Jusqu'à présent, la marine nationale ne pouvait toutefois exercer ses prérogatives à l'égard de navires étrangers que sous certaines conditions. Dans le cas le plus général, elle ne pouvait agir que si les navires suspects entraient dans ses eaux territoriales. En haute mer, elle ne pouvait intervenir que s'ils étaient soupçonnés de piraterie, de transport d'esclaves ou d'émissions radios non autorisées.

Certains accords internationaux permettent d'aller au-delà de ce « droit commun ». C'est en particulier le cas des mesures d'entraide prévues par la convention de Vienne contre le trafic de stupéfiants.

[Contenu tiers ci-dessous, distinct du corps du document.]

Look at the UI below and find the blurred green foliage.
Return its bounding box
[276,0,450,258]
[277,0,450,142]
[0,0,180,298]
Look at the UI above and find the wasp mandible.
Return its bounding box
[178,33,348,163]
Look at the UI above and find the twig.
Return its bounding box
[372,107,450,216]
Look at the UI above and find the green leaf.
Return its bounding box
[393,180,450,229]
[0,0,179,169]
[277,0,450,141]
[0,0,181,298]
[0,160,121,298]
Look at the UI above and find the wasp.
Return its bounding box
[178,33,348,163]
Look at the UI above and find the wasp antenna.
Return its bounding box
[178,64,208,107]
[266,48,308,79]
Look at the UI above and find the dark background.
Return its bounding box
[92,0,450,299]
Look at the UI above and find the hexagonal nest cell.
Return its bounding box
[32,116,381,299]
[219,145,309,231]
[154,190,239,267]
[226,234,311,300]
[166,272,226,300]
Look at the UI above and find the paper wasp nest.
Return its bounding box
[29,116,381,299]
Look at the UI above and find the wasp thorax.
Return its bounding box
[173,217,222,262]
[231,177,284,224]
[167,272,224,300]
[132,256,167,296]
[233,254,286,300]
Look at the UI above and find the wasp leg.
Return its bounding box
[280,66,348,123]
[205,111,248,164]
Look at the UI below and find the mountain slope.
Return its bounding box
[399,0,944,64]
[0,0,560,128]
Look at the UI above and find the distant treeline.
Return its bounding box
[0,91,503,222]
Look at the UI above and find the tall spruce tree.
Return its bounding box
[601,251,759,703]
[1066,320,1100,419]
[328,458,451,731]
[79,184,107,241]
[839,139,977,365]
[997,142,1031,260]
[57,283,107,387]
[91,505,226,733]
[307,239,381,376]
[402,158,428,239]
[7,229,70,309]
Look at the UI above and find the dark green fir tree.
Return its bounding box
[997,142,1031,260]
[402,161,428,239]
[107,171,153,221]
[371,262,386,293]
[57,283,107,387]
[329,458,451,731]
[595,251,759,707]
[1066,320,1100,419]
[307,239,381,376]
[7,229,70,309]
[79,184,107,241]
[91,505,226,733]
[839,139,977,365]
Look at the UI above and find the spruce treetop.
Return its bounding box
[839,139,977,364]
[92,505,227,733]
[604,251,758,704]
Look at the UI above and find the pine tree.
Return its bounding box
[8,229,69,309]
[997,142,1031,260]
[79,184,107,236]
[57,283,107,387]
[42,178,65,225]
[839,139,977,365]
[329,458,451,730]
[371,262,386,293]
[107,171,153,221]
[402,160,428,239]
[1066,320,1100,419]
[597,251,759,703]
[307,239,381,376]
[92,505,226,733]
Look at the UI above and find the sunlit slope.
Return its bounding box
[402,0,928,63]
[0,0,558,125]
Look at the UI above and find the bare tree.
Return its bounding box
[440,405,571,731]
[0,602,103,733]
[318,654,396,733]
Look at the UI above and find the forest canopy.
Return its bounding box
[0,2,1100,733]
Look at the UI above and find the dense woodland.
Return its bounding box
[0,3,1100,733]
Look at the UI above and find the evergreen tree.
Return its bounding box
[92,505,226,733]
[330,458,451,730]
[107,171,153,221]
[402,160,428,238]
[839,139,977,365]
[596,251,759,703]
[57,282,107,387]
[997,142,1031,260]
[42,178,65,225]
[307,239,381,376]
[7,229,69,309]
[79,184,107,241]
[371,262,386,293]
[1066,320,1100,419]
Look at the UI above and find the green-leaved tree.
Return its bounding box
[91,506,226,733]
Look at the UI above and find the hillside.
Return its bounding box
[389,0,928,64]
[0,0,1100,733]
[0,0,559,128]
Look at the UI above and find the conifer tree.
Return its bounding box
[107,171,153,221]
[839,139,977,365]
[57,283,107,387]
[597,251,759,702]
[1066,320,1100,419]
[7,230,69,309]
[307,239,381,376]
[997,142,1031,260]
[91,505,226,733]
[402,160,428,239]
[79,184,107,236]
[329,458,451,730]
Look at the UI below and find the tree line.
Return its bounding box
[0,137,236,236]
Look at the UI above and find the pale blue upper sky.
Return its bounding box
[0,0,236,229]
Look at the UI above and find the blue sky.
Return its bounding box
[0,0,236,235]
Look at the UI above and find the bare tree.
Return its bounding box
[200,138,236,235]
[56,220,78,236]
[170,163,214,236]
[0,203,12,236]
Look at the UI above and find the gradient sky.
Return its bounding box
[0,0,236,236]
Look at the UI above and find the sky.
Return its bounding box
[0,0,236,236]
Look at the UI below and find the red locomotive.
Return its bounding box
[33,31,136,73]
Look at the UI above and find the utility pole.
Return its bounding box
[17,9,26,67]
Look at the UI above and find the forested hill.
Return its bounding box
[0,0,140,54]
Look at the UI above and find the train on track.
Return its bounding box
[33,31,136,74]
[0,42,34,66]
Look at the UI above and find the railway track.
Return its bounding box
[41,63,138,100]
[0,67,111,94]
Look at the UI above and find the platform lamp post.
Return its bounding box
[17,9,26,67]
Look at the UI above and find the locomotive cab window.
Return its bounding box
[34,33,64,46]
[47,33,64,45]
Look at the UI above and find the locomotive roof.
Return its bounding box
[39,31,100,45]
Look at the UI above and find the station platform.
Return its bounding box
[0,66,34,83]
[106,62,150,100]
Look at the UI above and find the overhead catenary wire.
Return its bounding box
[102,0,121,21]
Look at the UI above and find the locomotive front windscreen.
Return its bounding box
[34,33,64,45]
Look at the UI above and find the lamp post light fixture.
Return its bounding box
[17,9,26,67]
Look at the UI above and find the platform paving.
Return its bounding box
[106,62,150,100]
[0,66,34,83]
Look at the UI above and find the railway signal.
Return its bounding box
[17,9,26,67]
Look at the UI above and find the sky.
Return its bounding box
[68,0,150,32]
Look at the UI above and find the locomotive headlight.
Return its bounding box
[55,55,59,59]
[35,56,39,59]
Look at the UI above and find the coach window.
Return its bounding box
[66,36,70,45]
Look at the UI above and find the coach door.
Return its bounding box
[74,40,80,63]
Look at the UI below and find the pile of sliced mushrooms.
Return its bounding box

Dans ce cas, il est permis de prendre des mesures à l'encontre de navires étrangers, y compris en haute mer, à condition d'avoir une délégation de l'Etat du pavillon et, lorsqu'ils sont dans des eaux territoriales autres que les nôtres, par délégation de l'Etat côtier concerné.

Il faut bien reconnaître que tout cela demeure très restrictif.

Un exemple suffira à illustrer les limites d'action qu'impose le droit actuel. En mars 2002, une frégate française déployée en Méditerranée n'a pu, face à un cargo transportant des migrants clandestins, que l'accompagner jusqu'aux eaux territoriales italiennes. Ce sont alors les autorités italiennes qui ont procédé à l'arraisonnement, au contrôle et au débarquement de l'équipage. Même avec l'accord de l'Etat du pavillon du cargo, le commandant de la frégate française ne disposait pas des outils juridiques lui permettant d'intervenir directement, tout simplement parce que la loi de 1994 ne prévoyait pas ce type d'action dans le cadre de la lutte contre l'immigration illicite.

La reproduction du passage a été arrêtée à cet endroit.